The music was composed by Vidyasagar. The audio's album consisting of five songs, was released on 22 June 2003, which marked Vijay's 29th birthday. It was the third collaboration of Vijay and Vidyasagar, preceded by Coimbatore Maapillai and Nilaave Vaa. The audio was also well received among the audience and marked a series of collaborations between Vijay and Vidyasagar with Ghilli, Madhurey, Aathi, Kuruvi and Kaavalan.
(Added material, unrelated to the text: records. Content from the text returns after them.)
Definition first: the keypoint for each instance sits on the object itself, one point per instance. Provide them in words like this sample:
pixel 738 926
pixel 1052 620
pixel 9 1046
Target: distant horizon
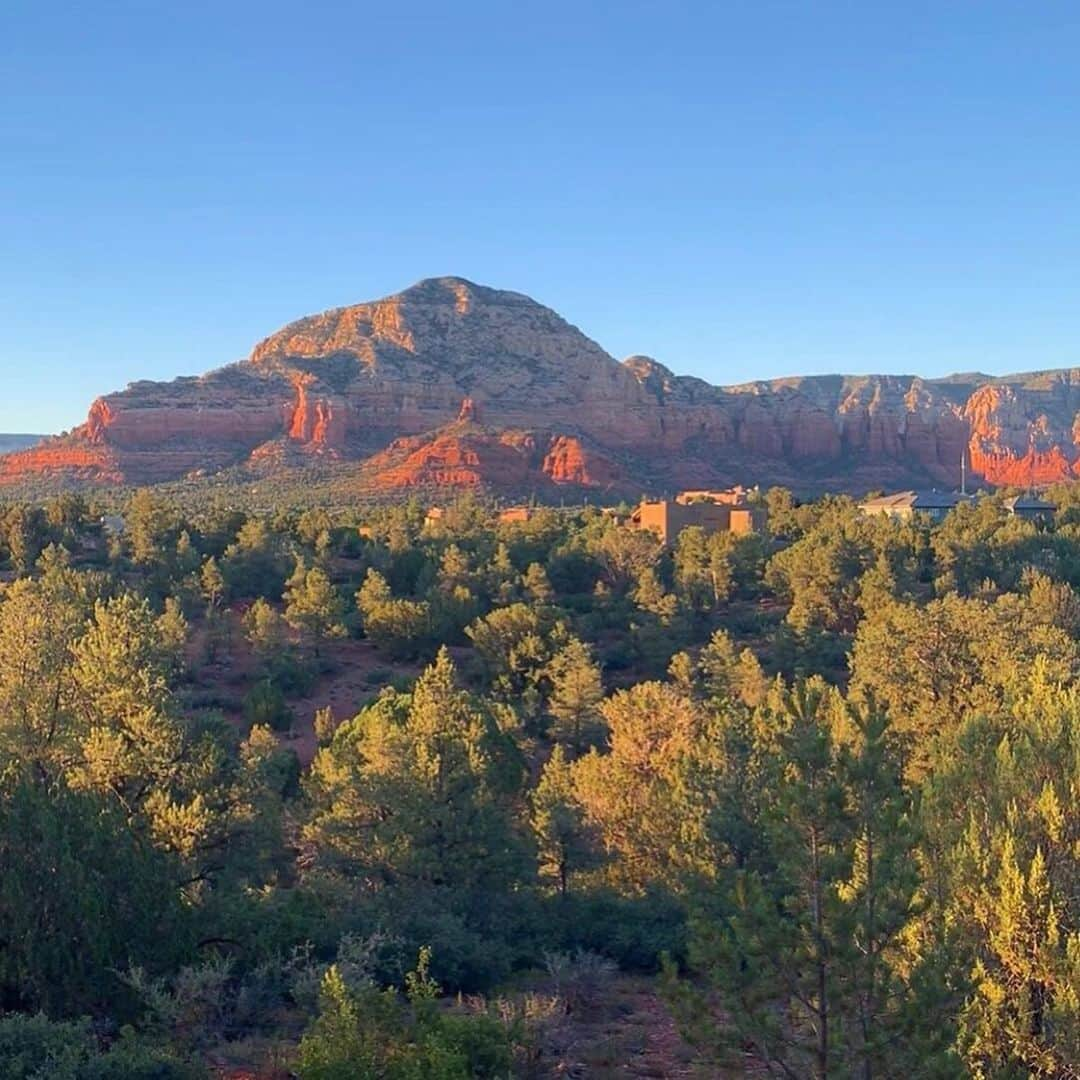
pixel 742 191
pixel 950 376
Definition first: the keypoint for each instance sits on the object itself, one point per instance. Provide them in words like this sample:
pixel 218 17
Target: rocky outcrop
pixel 450 382
pixel 11 443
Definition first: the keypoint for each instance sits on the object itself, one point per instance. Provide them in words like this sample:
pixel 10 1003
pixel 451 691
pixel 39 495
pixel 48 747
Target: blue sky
pixel 741 190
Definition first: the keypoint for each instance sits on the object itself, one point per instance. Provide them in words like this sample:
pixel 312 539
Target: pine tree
pixel 577 691
pixel 566 844
pixel 799 943
pixel 313 607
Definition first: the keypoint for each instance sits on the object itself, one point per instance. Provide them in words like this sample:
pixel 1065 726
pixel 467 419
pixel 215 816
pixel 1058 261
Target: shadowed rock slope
pixel 454 383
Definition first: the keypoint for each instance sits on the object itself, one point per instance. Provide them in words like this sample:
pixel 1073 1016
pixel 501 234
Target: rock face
pixel 10 443
pixel 454 383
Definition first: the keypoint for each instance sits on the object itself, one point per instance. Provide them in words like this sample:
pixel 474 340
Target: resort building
pixel 728 511
pixel 904 505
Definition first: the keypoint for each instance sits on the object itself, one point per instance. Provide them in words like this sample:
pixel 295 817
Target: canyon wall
pixel 450 382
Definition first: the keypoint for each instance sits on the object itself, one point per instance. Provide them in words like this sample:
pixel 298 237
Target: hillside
pixel 10 443
pixel 455 383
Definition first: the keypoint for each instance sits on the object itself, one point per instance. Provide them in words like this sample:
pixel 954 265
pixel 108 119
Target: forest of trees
pixel 819 787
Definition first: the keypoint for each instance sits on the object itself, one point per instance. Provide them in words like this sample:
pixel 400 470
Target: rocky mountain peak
pixel 450 381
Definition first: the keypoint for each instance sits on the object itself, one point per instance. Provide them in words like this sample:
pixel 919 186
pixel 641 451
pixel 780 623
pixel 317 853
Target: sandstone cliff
pixel 454 383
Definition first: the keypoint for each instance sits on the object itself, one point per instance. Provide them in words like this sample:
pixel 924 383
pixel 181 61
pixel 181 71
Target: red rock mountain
pixel 453 383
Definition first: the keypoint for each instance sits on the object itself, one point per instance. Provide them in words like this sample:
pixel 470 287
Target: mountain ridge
pixel 449 382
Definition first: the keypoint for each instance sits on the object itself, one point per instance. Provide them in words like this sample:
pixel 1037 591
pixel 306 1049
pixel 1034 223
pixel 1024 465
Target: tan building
pixel 516 514
pixel 903 505
pixel 713 511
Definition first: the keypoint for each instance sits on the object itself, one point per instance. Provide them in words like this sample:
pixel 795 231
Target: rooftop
pixel 916 500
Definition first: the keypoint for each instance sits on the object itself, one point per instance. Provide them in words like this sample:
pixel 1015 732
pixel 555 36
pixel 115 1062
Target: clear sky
pixel 740 190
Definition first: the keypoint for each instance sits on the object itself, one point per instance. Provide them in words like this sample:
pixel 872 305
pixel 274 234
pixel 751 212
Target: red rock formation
pixel 356 380
pixel 567 461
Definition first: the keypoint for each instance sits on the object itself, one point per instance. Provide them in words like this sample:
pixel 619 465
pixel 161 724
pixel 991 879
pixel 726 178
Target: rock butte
pixel 454 383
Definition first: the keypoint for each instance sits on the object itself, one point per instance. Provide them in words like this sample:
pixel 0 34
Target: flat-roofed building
pixel 904 505
pixel 712 511
pixel 1029 507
| Song | Singers | Lyrics | Picturization |
|---|---|---|---|
| "Thaamthakka Dheemthakka" | Tippu, Karthik | Na. Muthukumar | Vijay, Raghavendra Lawrence |
| "Vaadiyamma Jakkamma" | Udit Narayan | Kabilan | Vijay, Kiran Rathod |
| "Neeyaa Pesiyadhu" | Shankar Mahadevan | Yugabharathi | Vijay, Jyothika |
| "Azhagooril Poothavale" | S. P. Balasubrahmanyam, Sujatha Mohan | Arivumathi | Vijay, Jyothika |
| "Dhimsu Katta" | Tippu, Srilekha Parthasarathy | Pa. Vijay | Vijay, Jyothika |

== Release ==
The film was released on 24 October 2003 worldwide, on the occasion of Diwali, and was commercially successful. The film released alongside Pithamagan and Anjaneya.

== Critical reception ==
Ananda Vikatan rated the film 39 out of 100. Chennai Online wrote, "There's nothing fresh here that we haven't seen in an earlier Vijay film. The Vijay-Jyotika pair, after their successful combination in Kushi, was expected to re-create the same magic on screen. But it doesn't happen".